O Bradesco BBI colocou um número redondo na mesa das casas de apostas que operam no Brasil: um Gross Gaming Revenue (GGR) de cerca de R$ 101,8 bilhões em 2026, resultado de uma alta projetada de 11% sobre a receita bruta de jogos em dólar, hoje próxima dos US$ 20 bilhões. Na leitura do banco, esse avanço dá sequência a um ciclo que já vinha em alta desde a liberalização do mercado online, período em que o GGR nacional teria saltado 33% em 2025, para US$ 17 bilhões, depois de partir de uma base de US$ 13 bilhões que o próprio BBI estimava antes de a regulamentação entrar em vigor.

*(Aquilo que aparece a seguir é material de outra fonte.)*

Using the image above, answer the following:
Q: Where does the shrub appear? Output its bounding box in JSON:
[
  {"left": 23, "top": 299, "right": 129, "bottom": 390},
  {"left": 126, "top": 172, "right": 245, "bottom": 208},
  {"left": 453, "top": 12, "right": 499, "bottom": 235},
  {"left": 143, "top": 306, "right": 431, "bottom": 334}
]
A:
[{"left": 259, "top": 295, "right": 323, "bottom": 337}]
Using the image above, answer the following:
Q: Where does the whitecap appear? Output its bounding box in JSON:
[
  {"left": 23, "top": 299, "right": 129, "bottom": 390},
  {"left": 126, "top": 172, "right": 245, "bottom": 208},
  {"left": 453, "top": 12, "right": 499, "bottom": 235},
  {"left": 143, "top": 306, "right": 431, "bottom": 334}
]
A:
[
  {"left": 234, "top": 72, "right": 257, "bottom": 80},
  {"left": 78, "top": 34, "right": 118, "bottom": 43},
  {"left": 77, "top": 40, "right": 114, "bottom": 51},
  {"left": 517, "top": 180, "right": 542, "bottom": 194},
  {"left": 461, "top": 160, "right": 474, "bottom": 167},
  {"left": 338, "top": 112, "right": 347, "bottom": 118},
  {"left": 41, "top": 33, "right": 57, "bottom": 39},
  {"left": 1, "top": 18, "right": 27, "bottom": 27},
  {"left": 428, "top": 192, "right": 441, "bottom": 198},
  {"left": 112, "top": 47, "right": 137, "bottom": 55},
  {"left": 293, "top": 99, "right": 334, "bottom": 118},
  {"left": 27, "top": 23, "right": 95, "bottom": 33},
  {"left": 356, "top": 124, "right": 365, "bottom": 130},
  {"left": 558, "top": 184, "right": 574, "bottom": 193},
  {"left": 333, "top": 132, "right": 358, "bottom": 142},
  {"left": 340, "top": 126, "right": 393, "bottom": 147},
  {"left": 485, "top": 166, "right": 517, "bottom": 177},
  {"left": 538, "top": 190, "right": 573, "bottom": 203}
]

O que os números oficiais da SPA mostram
Os dados que a Secretaria de Prêmios e Apostas (SPA), do Ministério da Fazenda, publicou em seu primeiro balanço contam uma história de escala bem menor: o GGR do mercado regulado somou R$ 36,9 bilhões em todo o ano de 2025, fração da projeção do Bradesco BBI para 2026. No primeiro trimestre deste ano, segundo dados oficiais publicados pelo Metrópoles, o GGR chegou a R$ 7,6 bilhões, e o acumulado do primeiro semestre de 2026 somou R$ 20,07 bilhões, alta de 15,3% sobre igual período do ano anterior, ritmo que projeta algo entre R$ 40 bilhões e R$ 43 bilhões para o ano fechado, patamar ainda distante da projeção do banco.
Desse GGR trimestral, R$ 914 milhões foram destinados a finalidades legais como esporte, turismo, segurança pública, educação, previdência e saúde, enquanto 15,2 milhões de CPFs únicos apostaram em operadores autorizados entre janeiro e março. O mercado fechou o trimestre com 97,9 milhões de contas ativas em operadoras e 113,3 milhões de contas ativas em marcas de apostas, mais de sete vezes o número de apostadores únicos do período, o que dá a medida de quanto cada usuário se espalha entre plataformas dentro do universo de operadores autorizados pela SPA.
O perfil desse público é majoritariamente masculino, com 68,01% dos apostadores registrados sendo homens contra 31,99% de mulheres, e a faixa de 31 a 40 anos concentrando a maior fatia, 28,85% do total. Mais da metade desses usuários, 55,64%, mantém contas em duas ou mais plataformas de apostas ao mesmo tempo, segundo o balanço de contas ativas do primeiro trimestre de 2026, um comportamento que ajuda a explicar por que o número de contas supera de forma tão ampla o de apostadores únicos.
O gasto líquido médio mensal de quem aposta em plataformas online chega a R$ 122, o equivalente a 7,5% do salário mínimo vigente em 2026, e as apostas online já respondem por 3,4% das vendas líquidas do varejo brasileiro, ante 2,7% em 2023.
Cabe à SPA autorizar, regulamentar, monitorar, supervisionar, fiscalizar e sancionar as operadoras de apostas de quota fixa que atuam no país, papel que rendeu ao governo cerca de R$ 8,8 bilhões em arrecadação federal entre janeiro e novembro de 2025, período em que a secretaria bloqueou mais de 25 mil sites ilegais de apostas em parceria com a Anatel.
Ao comentar esse primeiro ciclo, o secretário de Prêmios e Apostas do Ministério da Fazenda, Regis Dudena, resumiu o ritmo que a SPA pretende manter em 2026: “Em 2024, estruturamos as regras do mercado. Em 2025, avançamos no acompanhamento e na fiscalização, além de trabalharmos intensamente no combate aos ilegais. Em 2026, essas atividades devem seguir e se desenvolver ainda mais, para garantir a proteção das pessoas e da economia popular.”